Economic development

Economic indicators in trail running events play a vital role in assessing economic impact, guiding resource allocation, promoting local economic development, measuring return on investment (ROI), and informing decision-making processes. By understanding the economic dimensions of trail running events, organizers can enhance financial sustainability, support local economies, and ensure the long-term success and benefits of the events.

The following economic impacts should be considered when performing outdoor running events:

Sports tourism

Sports events are directly associated with tourism. Governments see these events as an opportunity to promote their regions nationally and internationally, and local communities can benefit from the positive economic impacts on local businesses and as a vector to strengthen cultural heritage and identity.

Economic impact 

The trail running races can have positive economic impact on rural areas out from the big economic centres, helping to empower local communities and attain sustainable local economic development.

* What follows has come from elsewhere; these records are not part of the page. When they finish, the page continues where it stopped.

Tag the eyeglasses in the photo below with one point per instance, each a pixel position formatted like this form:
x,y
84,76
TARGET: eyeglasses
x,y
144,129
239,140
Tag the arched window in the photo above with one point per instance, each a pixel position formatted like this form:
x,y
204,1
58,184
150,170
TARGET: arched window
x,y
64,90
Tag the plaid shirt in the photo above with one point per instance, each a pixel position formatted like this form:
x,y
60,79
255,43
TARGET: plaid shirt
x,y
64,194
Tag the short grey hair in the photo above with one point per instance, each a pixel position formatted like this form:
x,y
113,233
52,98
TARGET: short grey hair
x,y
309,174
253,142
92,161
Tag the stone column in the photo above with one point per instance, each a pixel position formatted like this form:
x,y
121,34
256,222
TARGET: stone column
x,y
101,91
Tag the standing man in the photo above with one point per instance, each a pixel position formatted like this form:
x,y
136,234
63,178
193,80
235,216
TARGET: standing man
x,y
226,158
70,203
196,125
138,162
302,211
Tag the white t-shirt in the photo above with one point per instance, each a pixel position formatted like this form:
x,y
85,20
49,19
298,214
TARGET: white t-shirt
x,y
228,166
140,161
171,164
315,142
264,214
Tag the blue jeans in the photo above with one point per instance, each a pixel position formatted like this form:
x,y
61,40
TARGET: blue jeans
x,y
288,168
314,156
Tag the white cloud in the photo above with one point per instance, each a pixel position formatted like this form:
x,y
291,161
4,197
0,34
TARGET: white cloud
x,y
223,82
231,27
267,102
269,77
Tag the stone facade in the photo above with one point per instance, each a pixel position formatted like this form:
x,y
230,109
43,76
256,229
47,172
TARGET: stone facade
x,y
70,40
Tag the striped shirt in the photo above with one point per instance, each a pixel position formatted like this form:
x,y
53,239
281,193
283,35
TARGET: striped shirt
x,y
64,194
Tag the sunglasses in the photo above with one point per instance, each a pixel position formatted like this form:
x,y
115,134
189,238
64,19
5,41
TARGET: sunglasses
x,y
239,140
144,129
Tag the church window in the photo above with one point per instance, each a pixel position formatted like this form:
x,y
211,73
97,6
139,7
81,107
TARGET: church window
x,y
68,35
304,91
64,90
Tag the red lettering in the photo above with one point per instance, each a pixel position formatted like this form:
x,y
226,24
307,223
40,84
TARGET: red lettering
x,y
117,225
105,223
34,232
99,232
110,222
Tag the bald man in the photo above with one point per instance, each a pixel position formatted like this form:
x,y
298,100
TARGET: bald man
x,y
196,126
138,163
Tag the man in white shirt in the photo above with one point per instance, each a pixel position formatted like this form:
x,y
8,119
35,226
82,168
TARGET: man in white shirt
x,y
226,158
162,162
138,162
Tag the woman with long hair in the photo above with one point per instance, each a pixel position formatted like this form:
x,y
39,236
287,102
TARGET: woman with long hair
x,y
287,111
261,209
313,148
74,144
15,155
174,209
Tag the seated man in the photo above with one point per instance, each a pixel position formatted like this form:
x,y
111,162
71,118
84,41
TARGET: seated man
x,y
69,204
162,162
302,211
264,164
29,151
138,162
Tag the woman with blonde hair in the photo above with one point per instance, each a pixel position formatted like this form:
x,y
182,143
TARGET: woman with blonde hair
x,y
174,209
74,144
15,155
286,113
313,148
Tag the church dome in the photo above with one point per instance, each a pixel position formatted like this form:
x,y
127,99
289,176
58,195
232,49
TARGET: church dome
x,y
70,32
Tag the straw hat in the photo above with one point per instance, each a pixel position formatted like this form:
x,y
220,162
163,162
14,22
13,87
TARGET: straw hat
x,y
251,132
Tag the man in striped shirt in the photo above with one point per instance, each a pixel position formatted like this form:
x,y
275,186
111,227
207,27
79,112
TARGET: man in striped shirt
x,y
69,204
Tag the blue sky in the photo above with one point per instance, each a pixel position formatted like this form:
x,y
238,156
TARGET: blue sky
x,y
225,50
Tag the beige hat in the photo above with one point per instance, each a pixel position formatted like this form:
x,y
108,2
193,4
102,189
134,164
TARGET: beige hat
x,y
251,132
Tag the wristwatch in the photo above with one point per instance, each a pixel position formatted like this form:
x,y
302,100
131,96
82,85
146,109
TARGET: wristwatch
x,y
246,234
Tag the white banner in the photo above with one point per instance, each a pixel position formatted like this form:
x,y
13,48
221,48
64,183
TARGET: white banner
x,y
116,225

Nevertheless, due to the brevity of the mountain race events associated with its celebration in small towns, there is a high risk of saturation and exceeding the carrying capacity of the local economic and tourist system, generating high prices and a shortage of products. Then, it is necessary to work to mitigate the saturation of the system and promote that the positive economic effects of the events last over time.

Also, contracting local businesses to provide race supplies and services establishes a meaningful link between the race, runners, and the local population, promoting a positive, responsible, and sustainable economic impact on the community.